Guillaume : En tant que groupe, on est forcés de se servir des réseaux sociaux pour faire notre promo, échanger avec notre public, donc en soi c’est carrément un paradoxe ! Je pense que tout dépend de l’utilisation qui en est faite, c’est évident que c’est beaucoup plus simple de se servir des réseaux pour promouvoir un concert plutôt que de poireauter devant des salles pour flyer, comme à l’ancienne, c’est indéniable. On essaye de s’en servir avec un peu de second degré, en tournant en dérision ces outils.
Boris : Exactement, on n’est pas allergiques non plus à un minimum de communication, c’est la meilleure face des réseaux sociaux. Quand elle permet de défendre un projet et de fédérer une communauté autour de valeurs communes, c’est un outil formidable. Bien qu’on prenne toujours un malin plaisir, comme dit Guillaume, à en détourner les codes d’une manière assez ironique dans notre utilisation pour le groupe... Ce qui ne m’empêche pas de publier de temps à autre une story de mon chat sur mon compte perso, ce pour quoi Internet a été inventé… Personne n’est parfait !

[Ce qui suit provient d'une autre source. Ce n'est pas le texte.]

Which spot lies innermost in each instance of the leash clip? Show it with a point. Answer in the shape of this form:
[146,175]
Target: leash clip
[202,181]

Quels sont pour vous les meilleurs et les pires côtés du net ?
Guillaume : Tout ce que tu peux apprendre grâce à cet outil est assez fou, c’est un terrain de jeu assez vaste pour s’ouvrir l’esprit et approfondir ses connaissances sur à peu près tous les sujets possibles et imaginables.
Bon j’aime bien les vidéos débiles aussi très clairement, et je m’y perds pas mal de fois ! Je pense que l’aspect le plus pervers du net est son aspect chronophage, mais aussi addictif, tout le monde se sent en stress, comme s’il ratait quelque chose avec une simple journée sans Internet.
Boris : Les meilleurs côtés du net sont sans doute à chercher du côté des initiatives collectives basées sur la collaboration des êtres humains pour faire avancer la connaissance et l’éducation; un Wikipédia en est le parfait exemple, ou, d’une manière plus légère, un Discogs dans le domaine musical…
Les pires côtés, la spirale infernale des feeds Fb et Insta, cet aspect chronophage et déshumanisant dont parlait Guillaume, les anonymes qui se vengent de manière imaginaire de leur vies médiocres en s’entre-tuant par commentaires interposés avec d’autres anonymes frustrés, chacun bien à l’abri derrière son clavier… Tout cela paraît assez pathétique, et prêtait vraiment à sourire si les conséquences dans la vie réelle n’étaient pas si prégnantes.

Comment imaginez-vous les réseaux sociaux du futur ?
Guillaume : Pas bien brillant ! À l’image du “ Metaverse ” que veut créer Zuckerberg, je pense que nos interactions sociales vont de plus en plus se résumer à des interactions numériques, immatérielles, derrière pseudo et avatars au détriment du contact humain, d’un truc un peu plus vrai.
Boris : Idem, je reste pour le moment assez circonspect quant à la positivité qu’un “ Meta ” univers serait censé apporter à nos vies, déjà assez “ numérisées ” à l’heure actuelle. Si des gens sont prêts à mettre le prix fort pour s’acheter une veste Gucci qui n’aura d’existence que dans leurs stories, ou suivre un concert d’Ariana Grande sur Fortnite en s’imaginant avoir réellement vécu une expérience intense de musique live, alors je suis assez pessimiste sur l’avenir des rapports humains à l’aune de l’évolution du meta-verse ces prochaines années.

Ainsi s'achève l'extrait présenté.